I’m used to the fact that people come and go now. I still don’t like it. I still get sad thinking about it, but it is inevitable. I used to be unable to think about losing people, and allowed the innate fear to control the way I interacted with people. When I dwell on this, I think how hollow and fragile our relative coexistence is. Keeping a list of contacts in a physical address book seems like an archaic thing to do, and ultimately futile. The current situation is tailor made for loneliness and disconnection.
Monday now, and I’ve admitted to myself and others that I’m somewhere on a scale of depression. I know the signs now. That self-awareness is presumably a good thing. It isn’t so terrifying any more. I don’t feel especially desperate to seek help. It will pass, I’m not blaming myself or trying to fight against it. It is a fact of life. An irritating demoralising fact. The present time reminds me of the worst times in Halifax, when I drifted between jobs, lived up a tower, and carried a burden of purposeless around with me.
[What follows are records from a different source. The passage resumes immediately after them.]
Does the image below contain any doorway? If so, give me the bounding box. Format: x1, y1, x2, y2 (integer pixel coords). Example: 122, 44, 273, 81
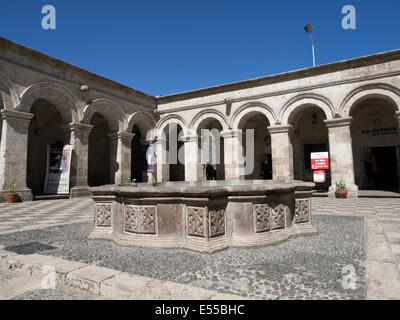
364, 146, 399, 192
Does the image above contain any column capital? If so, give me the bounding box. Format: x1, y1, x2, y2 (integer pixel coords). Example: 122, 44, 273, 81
268, 124, 293, 134
324, 117, 353, 129
60, 122, 93, 132
0, 109, 34, 122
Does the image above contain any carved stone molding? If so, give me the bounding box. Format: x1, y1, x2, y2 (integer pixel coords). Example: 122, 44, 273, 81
95, 203, 111, 227
270, 204, 286, 230
140, 207, 156, 234
186, 207, 225, 238
253, 204, 270, 233
294, 199, 311, 223
125, 205, 157, 234
125, 206, 139, 233
208, 209, 225, 238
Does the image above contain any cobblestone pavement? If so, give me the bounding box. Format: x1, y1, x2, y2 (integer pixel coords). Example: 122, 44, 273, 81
0, 269, 102, 300
0, 198, 400, 299
0, 198, 93, 234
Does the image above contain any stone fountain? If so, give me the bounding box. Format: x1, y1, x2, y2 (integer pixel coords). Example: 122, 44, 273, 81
89, 180, 317, 253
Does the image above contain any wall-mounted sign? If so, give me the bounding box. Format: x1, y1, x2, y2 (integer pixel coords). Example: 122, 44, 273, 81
311, 152, 329, 170
361, 127, 397, 136
44, 143, 72, 194
314, 170, 326, 183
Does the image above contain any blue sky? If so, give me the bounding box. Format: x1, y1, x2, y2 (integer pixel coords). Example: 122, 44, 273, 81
0, 0, 400, 95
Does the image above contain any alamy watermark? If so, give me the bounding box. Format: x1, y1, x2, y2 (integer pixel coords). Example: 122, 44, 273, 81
42, 265, 56, 290
342, 264, 357, 290
42, 4, 56, 30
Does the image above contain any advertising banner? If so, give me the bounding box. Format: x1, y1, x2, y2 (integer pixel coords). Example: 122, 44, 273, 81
311, 152, 329, 170
44, 143, 72, 194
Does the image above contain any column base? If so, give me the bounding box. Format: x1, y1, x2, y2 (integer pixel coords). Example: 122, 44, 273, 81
0, 188, 33, 203
70, 186, 92, 199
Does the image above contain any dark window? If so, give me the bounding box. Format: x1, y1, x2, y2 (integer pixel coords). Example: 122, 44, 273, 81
304, 143, 328, 170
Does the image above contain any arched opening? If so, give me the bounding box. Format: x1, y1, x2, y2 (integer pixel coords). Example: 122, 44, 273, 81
131, 125, 149, 182
289, 105, 331, 191
197, 118, 225, 180
26, 99, 70, 196
238, 112, 272, 180
163, 122, 185, 181
350, 97, 400, 192
88, 113, 114, 187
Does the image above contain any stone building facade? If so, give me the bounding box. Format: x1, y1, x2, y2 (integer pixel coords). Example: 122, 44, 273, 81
0, 38, 400, 201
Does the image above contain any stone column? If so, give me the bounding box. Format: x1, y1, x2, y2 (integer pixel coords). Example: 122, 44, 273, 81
154, 139, 169, 182
221, 130, 244, 180
268, 125, 294, 180
0, 109, 33, 202
108, 132, 135, 184
64, 123, 93, 198
182, 135, 203, 181
325, 117, 358, 198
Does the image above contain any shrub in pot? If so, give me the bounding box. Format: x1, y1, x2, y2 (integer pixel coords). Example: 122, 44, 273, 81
6, 184, 18, 203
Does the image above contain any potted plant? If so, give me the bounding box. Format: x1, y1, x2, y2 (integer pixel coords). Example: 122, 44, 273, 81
6, 184, 18, 203
335, 179, 347, 199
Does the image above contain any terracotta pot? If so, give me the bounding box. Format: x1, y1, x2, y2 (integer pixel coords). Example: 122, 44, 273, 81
335, 190, 347, 199
6, 193, 18, 203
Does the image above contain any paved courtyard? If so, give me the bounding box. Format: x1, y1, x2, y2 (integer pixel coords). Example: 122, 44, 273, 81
0, 198, 400, 299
At that time, I had no real aspiration to do anything more than exist daily, and therefore no realistic way to lift myself out of that state. I now keep aspirations simmering, usually a few distinct separate challenges to aim at. I generally don’t move close to achieving them at any notable pace, but they are there, being refined, researched, imagined.
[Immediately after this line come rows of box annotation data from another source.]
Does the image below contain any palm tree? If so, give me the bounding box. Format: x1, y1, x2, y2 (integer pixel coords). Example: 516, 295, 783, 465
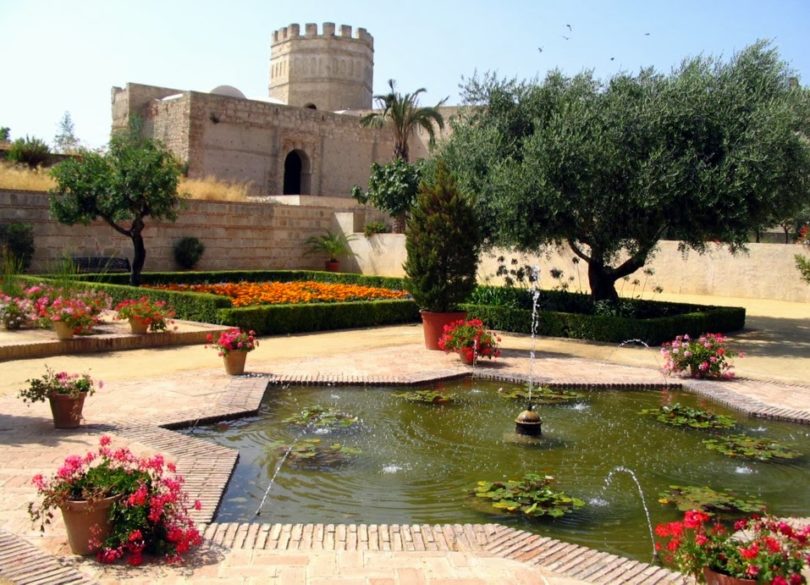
360, 79, 447, 162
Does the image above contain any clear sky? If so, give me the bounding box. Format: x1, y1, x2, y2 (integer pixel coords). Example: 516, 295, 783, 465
0, 0, 810, 147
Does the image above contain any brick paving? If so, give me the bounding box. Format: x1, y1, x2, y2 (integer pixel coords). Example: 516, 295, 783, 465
0, 318, 810, 585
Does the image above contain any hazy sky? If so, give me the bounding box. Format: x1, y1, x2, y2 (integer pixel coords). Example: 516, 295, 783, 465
0, 0, 810, 147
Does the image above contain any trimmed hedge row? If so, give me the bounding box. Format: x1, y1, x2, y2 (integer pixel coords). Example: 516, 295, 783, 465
462, 303, 745, 345
219, 299, 419, 335
17, 270, 745, 345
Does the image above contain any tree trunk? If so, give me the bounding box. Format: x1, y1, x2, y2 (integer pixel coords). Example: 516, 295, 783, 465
129, 226, 146, 286
588, 259, 619, 301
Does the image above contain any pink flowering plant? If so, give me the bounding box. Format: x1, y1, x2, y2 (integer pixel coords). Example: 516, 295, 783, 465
28, 436, 202, 565
206, 327, 259, 356
439, 319, 501, 361
114, 297, 174, 331
655, 510, 810, 585
661, 333, 744, 379
0, 295, 37, 331
37, 296, 98, 333
19, 366, 98, 402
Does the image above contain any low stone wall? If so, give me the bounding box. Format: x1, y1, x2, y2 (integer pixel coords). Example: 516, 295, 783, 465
0, 190, 810, 302
352, 234, 810, 303
0, 190, 337, 271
Writing is happening slowly at the moment. Cognitive function is slowed, reduced. In sustained observation, this is referred to as psychomotor retardation. Perhaps I need to slow down thought processes, this has become a necessary stage to allow daily activities to fall into fragments, which in turn can be analysed and divided into useful, necessary, rewarding or distracting categories. Most of my activities actually aren’t necessary, they’ve just become consuming, draining, burdensome OCD-like habits. Forcibly removing the detritus from daily routines, maybe permanently, and also removing physical paraphernalia and clutter will help. Everyone should do this every so often. Possessions become a mental weight, a burden if they don’t have a purpose or bring joy. I don’t even want all the plants everywhere now, they create shadows. I’ll paint the room lighter. Just white on the walls and floor.
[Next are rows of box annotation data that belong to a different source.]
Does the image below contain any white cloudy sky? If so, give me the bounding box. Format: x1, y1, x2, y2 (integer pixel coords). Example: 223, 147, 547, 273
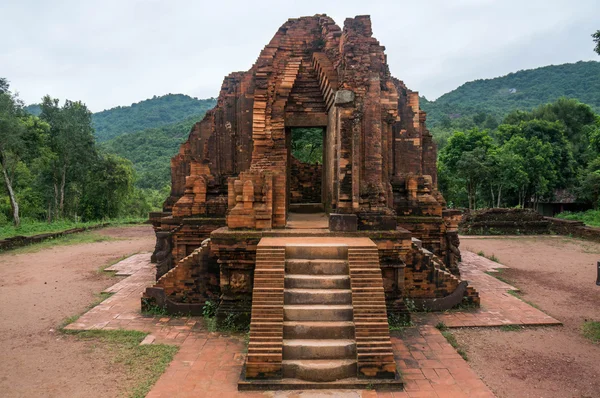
0, 0, 600, 112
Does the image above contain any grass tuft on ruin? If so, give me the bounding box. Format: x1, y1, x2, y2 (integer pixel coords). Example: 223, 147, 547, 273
581, 321, 600, 343
67, 329, 179, 398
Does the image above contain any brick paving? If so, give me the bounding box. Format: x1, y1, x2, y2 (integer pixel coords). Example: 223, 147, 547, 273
67, 252, 559, 398
413, 250, 561, 328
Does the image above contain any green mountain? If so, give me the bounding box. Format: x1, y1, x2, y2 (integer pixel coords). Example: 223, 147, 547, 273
100, 114, 204, 189
92, 94, 217, 142
421, 61, 600, 128
25, 94, 217, 142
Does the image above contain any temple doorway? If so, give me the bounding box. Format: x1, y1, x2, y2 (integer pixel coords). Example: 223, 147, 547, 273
286, 127, 328, 229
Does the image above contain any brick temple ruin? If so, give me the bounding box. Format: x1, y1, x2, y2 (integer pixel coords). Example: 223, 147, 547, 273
142, 15, 479, 388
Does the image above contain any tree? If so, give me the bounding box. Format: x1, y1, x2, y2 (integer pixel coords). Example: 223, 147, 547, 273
438, 128, 495, 209
0, 83, 25, 227
577, 157, 600, 209
503, 135, 559, 207
40, 96, 97, 218
487, 146, 528, 207
81, 154, 134, 220
292, 127, 323, 163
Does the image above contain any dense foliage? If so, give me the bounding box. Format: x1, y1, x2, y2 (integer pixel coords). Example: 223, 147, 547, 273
0, 79, 152, 226
420, 61, 600, 151
25, 94, 217, 142
93, 94, 217, 142
291, 127, 323, 164
438, 98, 600, 209
101, 115, 203, 190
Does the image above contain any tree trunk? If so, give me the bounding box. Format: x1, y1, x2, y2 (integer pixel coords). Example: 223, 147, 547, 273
2, 159, 21, 227
496, 185, 502, 207
53, 181, 58, 220
60, 163, 67, 218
I’m realising now that I’ve gone far enough down this route of painful, self indulgent analysis that something of a slow reinvention is inevitable now. It may not be obvious, dramatic, or even noticeable to many other people. If I was told I was going back to work tomorrow I would go, and try to be committed and engaged, but it would be somehow different, of limited interest, a means to an end, just filling the day. Recently when I’ve had contact from work it has invoked an emotional turmoil, excitement then disappointment at the realisation that I’m still at home, alone, without purpose. I wonder what my new priorities would be? Moving, maybe out of London, saving for an MA course, making art work, tackling finances. I hope that I don’t get sucked into the job so much that I lose momentum for the important objectives again. I think on return I’d feel and act more subdued. Now that we’ve seen how fragile the business is, how readily it can fall like a house of cards, I will find it hard to invest so much emotion into it again. I can’t let it be the only good thing I have. It will serve its purpose and pay me until I’m ready to move on, with structure and self confidence.. That was the mistake before, I didn’t realise how much I needed it until I moved on, moving on to nothing concrete though, I destroyed my support network in the process. I’m more aware of that unhealthy dependence now, so have to create other rewarding objectives for myself. At least I’m able to identify that now. Hopefully I’ll achieve something while I still have time left.
Some people will fall by the wayside, sadly. It happens. I’d rather not think about who they may be. I can’t prevent it happening.